Il y a aussi l’essence de la littérature, peut-être : « Je me regarde souvent dans la glace » (L.R. des Forêts).
Et l’on regrette alors que la quatrième phrase du « Paludes » de Gide (une sotie certes, davantage qu’un roman au sens strict), ne soit pas la première : « Je répondis : J’écris Paludes ». Tout, absolument tout, est, ou serait, dit.
Et puis « ce-quelque-chose-d’essentiel », c’est le trait d’esprit : Erri de Luca « Le poisson n’est poisson qu’une fois dans la barque ». L’humour : Henry Roth « Debout devant l’évier de la cuisine, les yeux fixés sur les robinets de cuivre qui brillaient si loin de lui et sur la goutte d’eau pendue au bout de leur nez, qui grossissait lentement, puis tombait, David prit conscience une fois de plus que ce monde avait été créé sans tenir compte de lui ».

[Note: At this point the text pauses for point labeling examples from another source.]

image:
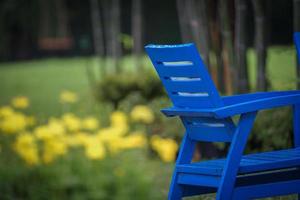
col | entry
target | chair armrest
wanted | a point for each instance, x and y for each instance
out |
(256, 102)
(191, 112)
(238, 104)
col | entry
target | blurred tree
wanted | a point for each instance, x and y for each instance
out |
(137, 30)
(230, 75)
(183, 21)
(98, 42)
(137, 27)
(112, 26)
(261, 37)
(297, 29)
(198, 18)
(240, 45)
(216, 44)
(194, 27)
(97, 28)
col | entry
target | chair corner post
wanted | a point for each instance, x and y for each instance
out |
(234, 156)
(185, 156)
(296, 124)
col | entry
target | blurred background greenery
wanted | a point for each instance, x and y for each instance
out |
(80, 101)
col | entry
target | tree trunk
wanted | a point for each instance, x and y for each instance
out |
(97, 28)
(183, 21)
(137, 29)
(200, 27)
(260, 43)
(216, 44)
(241, 46)
(112, 34)
(45, 21)
(62, 18)
(297, 29)
(98, 43)
(230, 75)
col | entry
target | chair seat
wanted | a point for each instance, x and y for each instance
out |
(251, 163)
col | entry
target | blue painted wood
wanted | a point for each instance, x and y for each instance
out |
(198, 180)
(209, 129)
(230, 170)
(185, 156)
(249, 163)
(267, 190)
(284, 99)
(207, 117)
(296, 108)
(182, 54)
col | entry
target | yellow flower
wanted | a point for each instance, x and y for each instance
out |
(30, 120)
(68, 97)
(90, 123)
(166, 148)
(142, 114)
(20, 102)
(94, 149)
(71, 122)
(135, 140)
(118, 118)
(53, 148)
(13, 123)
(6, 111)
(26, 147)
(119, 123)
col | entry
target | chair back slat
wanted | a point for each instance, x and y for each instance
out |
(297, 44)
(184, 76)
(189, 85)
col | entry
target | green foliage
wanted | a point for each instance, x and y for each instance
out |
(115, 178)
(115, 88)
(272, 130)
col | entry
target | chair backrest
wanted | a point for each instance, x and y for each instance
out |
(184, 75)
(189, 85)
(297, 43)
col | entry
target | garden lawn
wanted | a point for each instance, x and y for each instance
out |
(43, 80)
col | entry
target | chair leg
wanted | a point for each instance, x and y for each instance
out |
(296, 119)
(176, 191)
(237, 146)
(185, 156)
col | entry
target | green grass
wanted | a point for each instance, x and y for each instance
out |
(43, 80)
(281, 68)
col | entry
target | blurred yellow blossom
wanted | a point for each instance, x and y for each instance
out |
(118, 118)
(71, 121)
(94, 149)
(90, 123)
(6, 111)
(67, 96)
(141, 113)
(166, 148)
(56, 126)
(13, 123)
(54, 147)
(20, 102)
(26, 147)
(135, 140)
(30, 120)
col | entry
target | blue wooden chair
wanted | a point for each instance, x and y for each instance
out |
(208, 117)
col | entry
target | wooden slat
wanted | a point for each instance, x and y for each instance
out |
(209, 129)
(185, 86)
(185, 71)
(199, 180)
(249, 163)
(191, 102)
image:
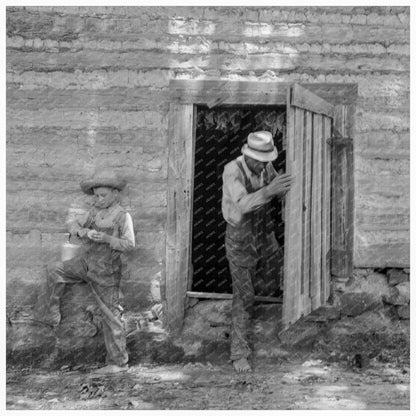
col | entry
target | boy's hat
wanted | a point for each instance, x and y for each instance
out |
(107, 179)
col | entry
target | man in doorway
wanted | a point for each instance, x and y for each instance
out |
(106, 232)
(249, 184)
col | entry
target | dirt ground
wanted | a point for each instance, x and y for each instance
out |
(300, 382)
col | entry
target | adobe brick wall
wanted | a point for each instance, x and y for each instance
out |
(88, 87)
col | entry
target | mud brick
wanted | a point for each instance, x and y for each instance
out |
(396, 276)
(354, 304)
(403, 311)
(399, 295)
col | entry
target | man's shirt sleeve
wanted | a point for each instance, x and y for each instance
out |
(233, 182)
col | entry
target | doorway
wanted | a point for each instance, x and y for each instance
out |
(220, 134)
(319, 133)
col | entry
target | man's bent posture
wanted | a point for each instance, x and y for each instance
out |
(249, 184)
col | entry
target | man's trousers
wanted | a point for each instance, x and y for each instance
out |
(255, 265)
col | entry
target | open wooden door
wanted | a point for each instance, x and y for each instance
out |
(307, 210)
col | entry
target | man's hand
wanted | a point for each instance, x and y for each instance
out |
(280, 185)
(98, 236)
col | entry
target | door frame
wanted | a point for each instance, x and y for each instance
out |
(185, 95)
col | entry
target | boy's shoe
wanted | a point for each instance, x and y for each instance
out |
(111, 369)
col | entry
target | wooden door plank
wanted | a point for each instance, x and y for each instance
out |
(326, 210)
(342, 213)
(293, 227)
(316, 214)
(303, 98)
(180, 165)
(306, 220)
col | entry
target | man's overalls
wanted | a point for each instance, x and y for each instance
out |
(100, 267)
(255, 260)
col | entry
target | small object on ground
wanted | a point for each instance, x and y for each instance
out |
(360, 360)
(111, 369)
(242, 365)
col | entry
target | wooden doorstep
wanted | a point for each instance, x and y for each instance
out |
(206, 295)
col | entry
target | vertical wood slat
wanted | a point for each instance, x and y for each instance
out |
(326, 209)
(306, 237)
(293, 227)
(180, 176)
(316, 214)
(342, 195)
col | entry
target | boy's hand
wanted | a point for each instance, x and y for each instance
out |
(98, 236)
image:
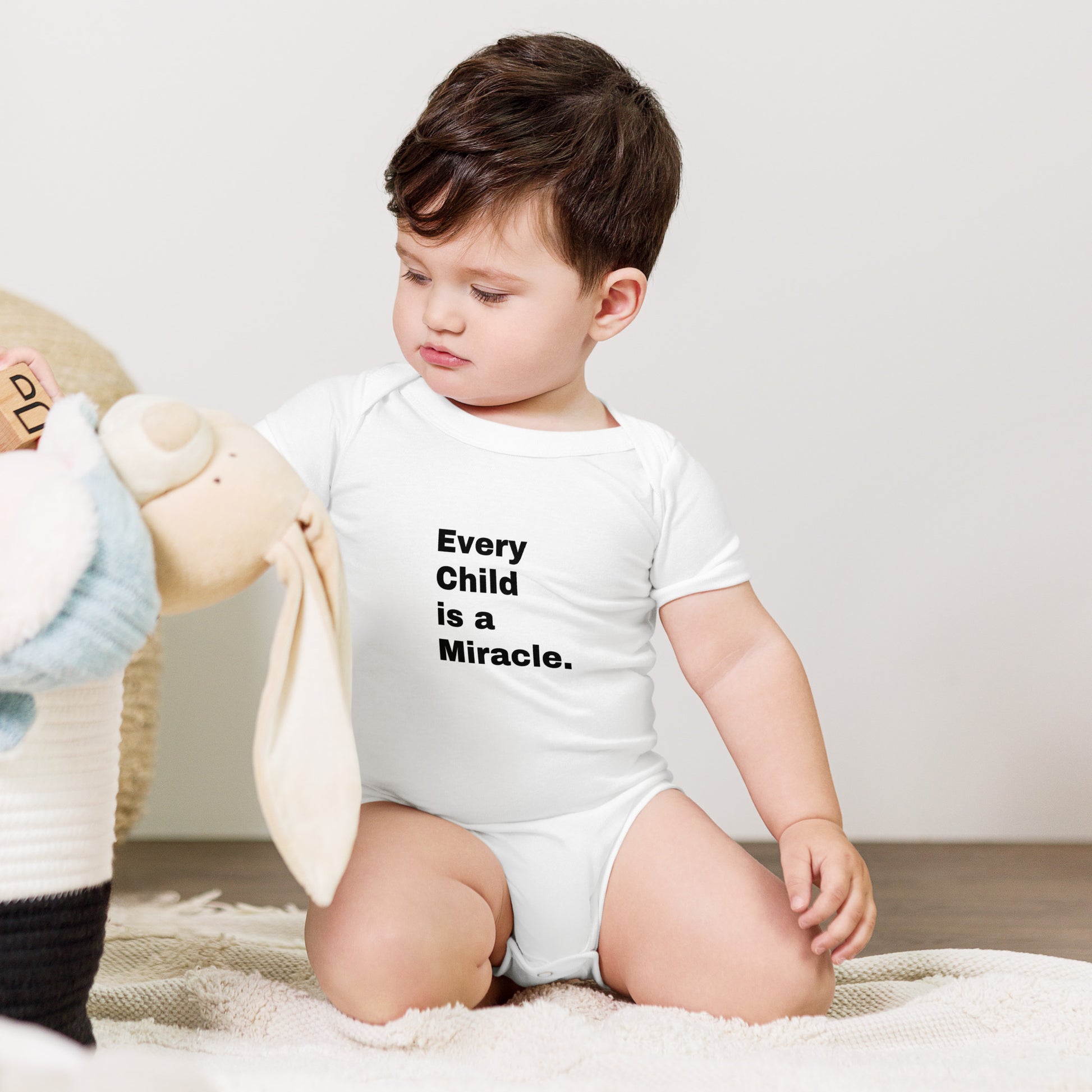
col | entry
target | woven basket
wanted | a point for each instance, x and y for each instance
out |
(81, 364)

Blondin « Un matin sur deux, Quentin Albert descendait le Yang-tsé-kiang dans son lit-bateau : trois mille kilomètres jusqu’à l’estuaire, vingt-six jours de rivière quand on ne rencontrait pas les pirates, double ration d’alcool de riz si l’équipage indigène négligeait de se mutiner ».

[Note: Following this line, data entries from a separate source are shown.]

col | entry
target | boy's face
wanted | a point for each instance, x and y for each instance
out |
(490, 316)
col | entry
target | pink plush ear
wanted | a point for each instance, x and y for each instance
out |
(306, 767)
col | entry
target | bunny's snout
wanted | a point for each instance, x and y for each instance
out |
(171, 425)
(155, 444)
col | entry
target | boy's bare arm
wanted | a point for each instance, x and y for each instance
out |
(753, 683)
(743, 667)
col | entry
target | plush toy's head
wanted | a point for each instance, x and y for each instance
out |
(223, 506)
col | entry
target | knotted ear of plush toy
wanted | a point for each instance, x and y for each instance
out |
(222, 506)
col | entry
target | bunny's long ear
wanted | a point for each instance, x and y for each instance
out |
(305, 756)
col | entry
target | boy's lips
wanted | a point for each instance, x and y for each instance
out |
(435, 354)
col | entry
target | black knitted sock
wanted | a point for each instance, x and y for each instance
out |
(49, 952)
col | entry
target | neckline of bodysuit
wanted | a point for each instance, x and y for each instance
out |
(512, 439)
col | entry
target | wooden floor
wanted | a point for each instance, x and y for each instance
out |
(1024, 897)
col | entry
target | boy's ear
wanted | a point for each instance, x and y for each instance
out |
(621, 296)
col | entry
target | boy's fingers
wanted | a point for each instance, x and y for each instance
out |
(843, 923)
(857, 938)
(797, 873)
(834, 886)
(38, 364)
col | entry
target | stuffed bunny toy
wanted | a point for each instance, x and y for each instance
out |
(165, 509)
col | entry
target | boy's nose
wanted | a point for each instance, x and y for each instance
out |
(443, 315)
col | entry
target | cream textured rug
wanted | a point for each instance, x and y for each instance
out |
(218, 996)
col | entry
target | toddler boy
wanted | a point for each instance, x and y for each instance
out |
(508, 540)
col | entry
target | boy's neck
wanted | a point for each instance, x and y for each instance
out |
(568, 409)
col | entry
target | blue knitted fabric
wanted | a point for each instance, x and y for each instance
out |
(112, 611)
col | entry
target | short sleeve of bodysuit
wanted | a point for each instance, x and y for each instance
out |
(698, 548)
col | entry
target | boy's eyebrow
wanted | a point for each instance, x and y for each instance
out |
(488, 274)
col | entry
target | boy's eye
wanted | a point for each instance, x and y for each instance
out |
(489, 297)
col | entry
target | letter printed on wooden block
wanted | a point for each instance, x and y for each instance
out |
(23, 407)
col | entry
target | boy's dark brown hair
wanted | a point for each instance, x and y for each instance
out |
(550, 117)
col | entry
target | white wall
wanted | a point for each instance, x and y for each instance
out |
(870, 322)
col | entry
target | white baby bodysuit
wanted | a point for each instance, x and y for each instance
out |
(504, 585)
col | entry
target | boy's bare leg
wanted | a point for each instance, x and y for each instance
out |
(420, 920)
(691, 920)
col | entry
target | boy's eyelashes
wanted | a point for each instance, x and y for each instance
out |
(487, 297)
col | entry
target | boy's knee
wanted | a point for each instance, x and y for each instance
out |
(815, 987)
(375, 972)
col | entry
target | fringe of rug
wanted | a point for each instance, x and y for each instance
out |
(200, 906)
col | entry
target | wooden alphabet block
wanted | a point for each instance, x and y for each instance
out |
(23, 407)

La surprise mâtinée d’une touche de grossièreté : Vargas Llosa « Bordel de merde de vérole du cul ! balbutia Lituma en sentant qu’il allait vomir ».
Boyd « Mon premier acte en entrant dans ce monde fut de tuer ma mère ».
La force de l’envoi : Camus « Aujourd’hui, maman est morte ».
La sagacité de la formule : Fuentes « Il n’est pire servitude que l’espoir d’être heureux ».
L’aphorisme –de soie-, déguisé sous l’habit –d’une étoffe plus épaisse-, de la prose romanesque : Mishima « Pendant de nombreuses années, j’ai soutenu que je pouvais me rappeler des choses vues à l’époque de ma naissance ».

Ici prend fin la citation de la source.